Flashes from the Past: A Lover of Words...

His father died when he was 4 years old, leaving him, his mother, and a younger brother to fend for themselves. His mother remained ambitious, making the decision to homeschool him (teaching him Latin, French, English, drawing, botany, and piano) in the hopes of having him admitted to the best grammar school in the city. He didn't get in at age 7, but he tried again at age 8, and got in.

From an early age, he loved words and loved to read. He started to read at 4 and his mother provided him with a steady supply of Arthurian legends, fairy tales and George MacDonald's Curdie books. By age 11, he was learning Greek and Shakespeare, and became fascinated by reading The Canterbury Tales in its original Middle English. He also loved to play around with and make up words. His young mother died from diabetes when he was just 12 years old, but he and his brother were fortunate to be adopted by a parish priest, a family friend.

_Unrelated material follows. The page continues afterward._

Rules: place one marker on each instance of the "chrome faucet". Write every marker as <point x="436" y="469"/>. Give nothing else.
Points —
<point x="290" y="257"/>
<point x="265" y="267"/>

This young man's love of words continued to grow as he progressed through school, and corresponded in made up languages with two cousins. One language, "Animalic" consisted only of animal names. Apparently, "Dog nightingale woodpecker forty" meant "You are an ass."

Here's a limerick he wrote to his cousin in the imaginary language "Nevbosh":

Dar fys ma vel gom co palt "Hoc
Pys go iskili far maino woc?
Pro si go fys do roc de
Do cat ym maino bocte
De volt fact soc ma taimful gyroc!"

The translation:

There was an old man who said "How
Can I possibly carry my cow?
For if I were to ask it
To get in my basket
It would make such a terrible row!"

Who was this budding philologist? This was J.R.R. Tolkien, later Oxford Professor and literary scholar, and author of The Hobbit, Lord of the Rings, and Silmarillion, among others. He often said he thought of names he liked first, then put them in stories.

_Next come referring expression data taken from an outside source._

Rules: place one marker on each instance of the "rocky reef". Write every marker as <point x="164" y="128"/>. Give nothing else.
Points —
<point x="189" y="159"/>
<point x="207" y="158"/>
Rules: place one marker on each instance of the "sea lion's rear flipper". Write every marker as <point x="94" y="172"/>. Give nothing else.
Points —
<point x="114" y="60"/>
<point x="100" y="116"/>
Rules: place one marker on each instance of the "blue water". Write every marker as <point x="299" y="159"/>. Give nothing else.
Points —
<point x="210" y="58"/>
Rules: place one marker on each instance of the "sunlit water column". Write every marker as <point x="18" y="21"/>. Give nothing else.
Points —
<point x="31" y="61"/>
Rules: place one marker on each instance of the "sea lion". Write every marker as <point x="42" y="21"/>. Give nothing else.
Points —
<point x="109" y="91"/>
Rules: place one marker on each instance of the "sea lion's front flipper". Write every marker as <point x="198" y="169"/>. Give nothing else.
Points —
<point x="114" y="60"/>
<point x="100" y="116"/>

Throughout his life, he was close to all of his children and told them stories to help them fall asleep. Many were apparently never recorded, but some were collected together for books that were published posthumously. The story of Roverrandom was told by him after one of his sons had lost a favorite toy on a vacation.

Tolkien often mentioned that everything he knew, he owed to his mother who died so young, and her deep religious faith. Quote, "However by name a Tolkien, I have the taste, talents and education of a Suffield.”